Friday, May 21, 2010

Heavy Cell Phone Use Linked to Brain Tumors






Let me explain the paradox.  It turns out that low level radiation triggers a biological response that lowers the incidence of cancer.  That means that you must correct the data for just that effect or at least be prepared for it.  We have known this for the past decade when it was winkled out of careful reviews of the Hiroshima data.
This means that combining data from users and non users will tend to neutralize the gross response.  It is likely that the conclusions will end up been ‘inconclusive’.
The proper interpretation of this study is that the link between heavy cell phone use and brain tumors is confirmed, yet low level usage is actually beneficial.  We need to determine what low level usage really means, but so far so good.
I will be posting more on this subject since I am investigating a presently marketed protective device.
The take home is that you want to avoid close proximity to such radiation as may come off electrical equipment on an ongoing basis.  Truth is, most folks did just that and those who needed to be there took extra care.  No one ever felt comfortable up close to a large generator and stayed away.

Global study on link between cell phones and brain cancer 'inconclusive'
01:00 May 20, 2010

The world's largest study into the link between mobile phones and brain tumors is inconclusive according to a Canadian scientist. Over 10,000 people took part in the study led by epidemiologists from more than ten countries but the findings, according to University of Montreal professor Jack Siemiatycki, are "ambiguous, surprising and puzzling."

Siemiatyck, who is also an epidemiologist at the University of Montreal Hospital Research Center, collaborated on the Interphone International Study Group along with epidemiologists from Australia, Canada, Denmark, Finland, France, Germany, Israel, Italy, Japan, New Zealand, Norway, Sweden and the United Kingdom.

Coordinated by the International Agency for Research on Cancer, the study looked cellular radio frequencies could be correlated to brain tumors. Participants included cell phone users, non cell phone users, cell phone users who survived brain cancer as well as brain cancer survivors who had never used cell phones.

While the findings do indicate an increased risk for heavy phone users, they are compromised by the restricted access to participants according to Siemiatyck.

"If we combine all users and compare them with non-users, the Interphone Study found no increase in brain cancer among users. In fact, surprisingly, we found that when we combine users independently of the amount of use, they had lower brain cancer risks than non-users," he says. "However, the study also found heavy users of cell phones appeared to be at a higher risk of brain tumors than non-users."

The paradoxical results are possibly a result of the methodology, with concerns that participants did not provide an accurate portrait of cell phone usage among cancer cases and among healthy control subjects.

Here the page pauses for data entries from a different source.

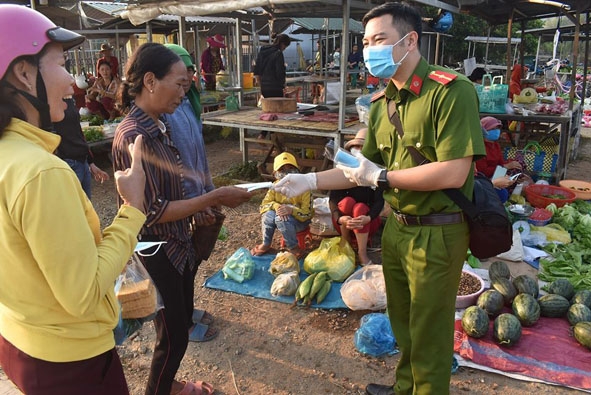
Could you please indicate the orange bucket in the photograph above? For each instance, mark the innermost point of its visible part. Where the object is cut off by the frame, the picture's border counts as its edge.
(247, 80)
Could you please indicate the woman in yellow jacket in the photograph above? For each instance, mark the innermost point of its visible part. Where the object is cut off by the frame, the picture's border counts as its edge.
(57, 271)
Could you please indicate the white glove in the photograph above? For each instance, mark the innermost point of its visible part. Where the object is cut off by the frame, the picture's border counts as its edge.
(364, 175)
(295, 184)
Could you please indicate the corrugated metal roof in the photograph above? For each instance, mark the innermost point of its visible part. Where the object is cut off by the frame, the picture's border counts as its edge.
(195, 19)
(334, 24)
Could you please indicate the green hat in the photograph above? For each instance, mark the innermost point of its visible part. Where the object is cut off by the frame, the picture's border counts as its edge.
(182, 53)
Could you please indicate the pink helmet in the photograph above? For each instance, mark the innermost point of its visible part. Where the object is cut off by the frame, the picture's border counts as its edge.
(24, 31)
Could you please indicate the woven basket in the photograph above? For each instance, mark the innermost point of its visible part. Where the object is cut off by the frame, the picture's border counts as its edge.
(321, 229)
(138, 300)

"Ethics reviews are now so rigid that scientists from Canada, the United States and Europe are losing the kind of access to medical databases and to study subjects that is needed to conduct studies such as this one," says Siemiatyck. "Ethics committees increasingly require that researchers work through treating physicians, professionals who are already overworked, to recruit their patients. This may work for clinical research exploring treatment of cancer, in which physicians often have a professional or personal interest, but it does not work for investigations into the causes of cancer. This flawed system can produce biased study results.

"If there are risks, they are probably pretty small. Should anyone be concerned about potential dangers of cell phones, they can remedy the issue by using hands-free devices and avoid exposure to radio frequencies around their head."

The study is published this month in the International Journal of Epidemiology.